Sending StatsD events for non-fatal errors

Shopify / camus

Kafka->HDFS pipeline from LInkedIn. It is a mapreduce job that does distributed data loads out of Kafka.

7 stars 4 forks source link

Sending StatsD events for non-fatal errors #135

Closed dterror-zz closed 6 years ago

dterror-zz commented 6 years ago

File errors and ETL errors that get rescued by the system get logged at the end of the execution. We want to also emit an event to StatsD so we properly track it.

Mmm, so I was able to test it locally but reproducing a kafka reading exception.

@olessia camus-errors too generic a metric name?

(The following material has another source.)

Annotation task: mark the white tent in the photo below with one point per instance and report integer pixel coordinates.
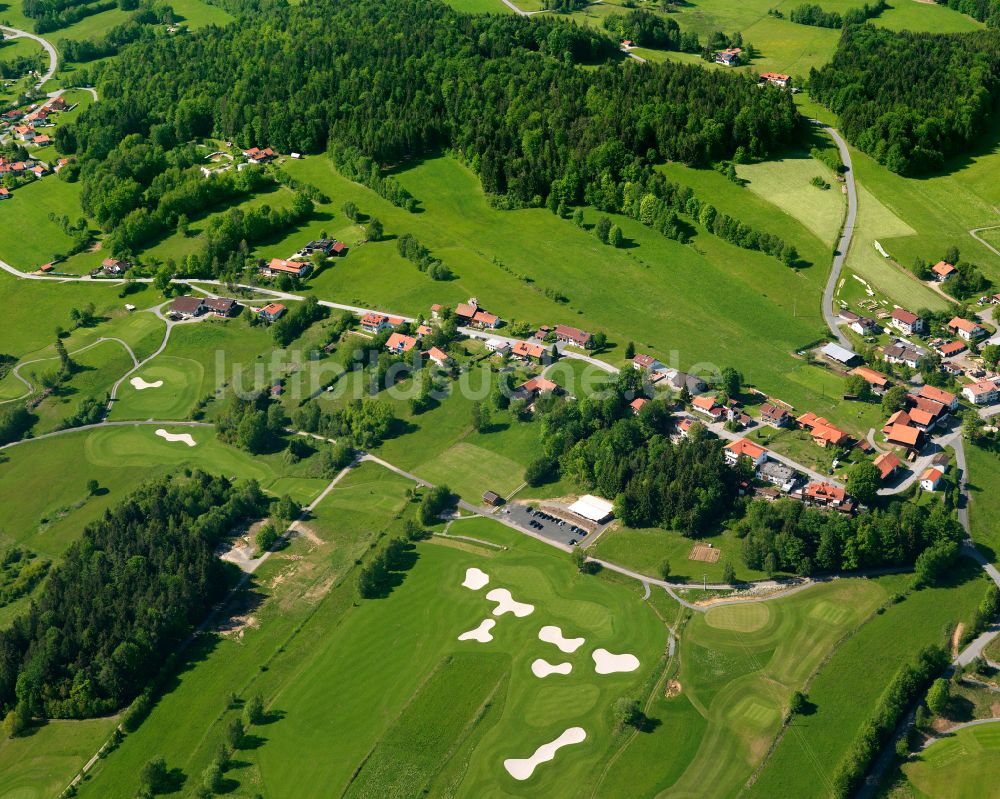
(593, 508)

olessia commented 6 years ago

camus-errors is generic enough, since we don't actually check what the error was. Now, just heads up, this would also catch things like the "max pull time" which we already alert on and which is not fatal. Might be a bit chatty, but no harm in trying it out

dterror-zz commented 6 years ago

max pull time dang that's true. It will get chatty, I wonder if I can filter those (I'll try it out).

dterror-zz commented 6 years ago

I've added instrumentation for close-to-earliest-offset as well.

olessia commented 6 years ago

That's a great idea, but maybe we can change the alert condition? The email is very chatty, and ideally we would filter things like The current offset is too close to the earliest offset, Camus might be falling behind: trekkie.overseer.clickstream uri:tcp://kafka1.data-chi.shopifydc.com:9092 leader:1 partition:1 earliest_offset:187 offset:187 latest_offset:189 avg_msg_size:2906 estimated_size:5812. What do you think?

dterror-zz commented 6 years ago

I've tried to reduce the noise by adding an absolute threshold on the check for offset too close to earliest offset log/email. It's not perfect, but it'll exclude cases where the processing is not falling behind, but the topic is very sparse. Thoughts?